Se acabaron “las saturnales” del PP

Concluidos los carnavales triunfales y “saturnales” de Sevilla el Gobierno del PP regresa a la capital del Reino donde les esperan la inagotable crisis económica y sus primeros desafíos políticos, los que a corto plazo son cuatro: las posibles consecuencia de las manifestaciones sindicales del pasado domingo contra la reforma laboral; la dura actuación policial en Valencia en contra de los estudiantes; la polémica sobre el proceso “político” del fin de ETA donde Amaiur y UPyD pretenden obtener protagonismo; y la próxima llegada de Urdangarin al juzgado de Mallorca que investiga el caso Nóos.

Vayamos por partes, dicen los líderes sindicales Totxo y Méndez que el Gobierno tiene que “leer bien el resultado del conjunto de las manifestaciones” celebradas el pasado domingo en más de 50 ciudades españolas y que los sindicalistas han calificado de éxito. Sin embargo, una buena lectura del resultado de las convocatorias no permite justificar el entusiasmo sindical, porque al margen de las cifras exageradas -CC.OO. y UGT cifraron en unos 500.000 los manifestantes en Madrid, el Gobierno en 50.000 y El País en unos 100.000- que pregonan los sindicatos más cierto parece que el “clamor” nacional que habían anunciado Totxo y Méndez no se produjo, y quedó en medio clamor, que no está mal y tampoco para tirar cohetes. De ahí que la buena lectura de lo ocurrido la han de hacer las dos partes.
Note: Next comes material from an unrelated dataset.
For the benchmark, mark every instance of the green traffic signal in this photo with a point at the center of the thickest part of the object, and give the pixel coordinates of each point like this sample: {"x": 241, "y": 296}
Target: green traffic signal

No obstante el Gobierno tiene el decreto de la reforma laboral en marcha y se prepara para su tramitación como ley en la Cámara baja, dispuesto a aceptar enmiendas pero decididos a no tocar el núcleo duro de una reforma que ya han presentado en el seno de la UE como una avance importante de las reformas del Gobierno de Rajoy, por lo que difícilmente habrá cambios sustanciales y por ello las manifestaciones y las protestas volverán a la calle y se verá si camino de una huelga general. Quizás cuando se alcance la cifra de seis millones de parados que al parecer este año llegará.

Lo de la agresividad de la policía contra estudiantes en Valencia es otro foco de levantamiento social, al que se sumará pronto la plataforma del 15-M y que corre el riesgo de llegar a numerosas ciudades y centros universitarios y estudiantiles de toda España si el Gobierno no anda con pies de plomo, porque unir sindicatos y estudiantes es una mezcla “explosiva” que puede provocar alta y creciente tensión social.

El tercer capítulo del momento político gira en torno a ETA y a la polémica surgida sobre si habrá concesiones a sus presos o ciertas medidas políticas como exigen Amaiur, el PNV, e incluso desde el Gobierno vasco, mientras desde los sectores más reaccionarios de la derecha -a los que se ha sumado UPyD- se lanza el discurso de no a cualquier concesión política a la banda, ni siquiera para lograr que ETA anuncie su disolución y que además se disuelva.

Unas palabras del ministro de Interior, Fernández Díaz, sobre la política que rodea el fin de ETA -nunca habló de concesiones- se ha convertido en el centro de la polémica que ahora regresa al Congreso de los Diputados y donde UPyD y Amaiur quieren dar su particular espectáculo político/mediático. Algo ayudó Aznar en el Congreso de Sevilla al pronunciarse con cara de malas pulgas sobre este asunto del final de ETA (antes Movimiento Nacional de Liberación del Pueblo Vasco, sic).

Por último, la semana que empieza tendrá su jornada estelar en lo mediático en torno al caso Urdangarin porque el duque de Palma irá a declarar el sábado en Mallorca ante el juez del caso Nóos, y existe gran preocupación en la Casa Real por los efectos o por los incidentes que se pueden producir en este trámite, de ahí que el Gobierno también deberá de estar atento a esta situación.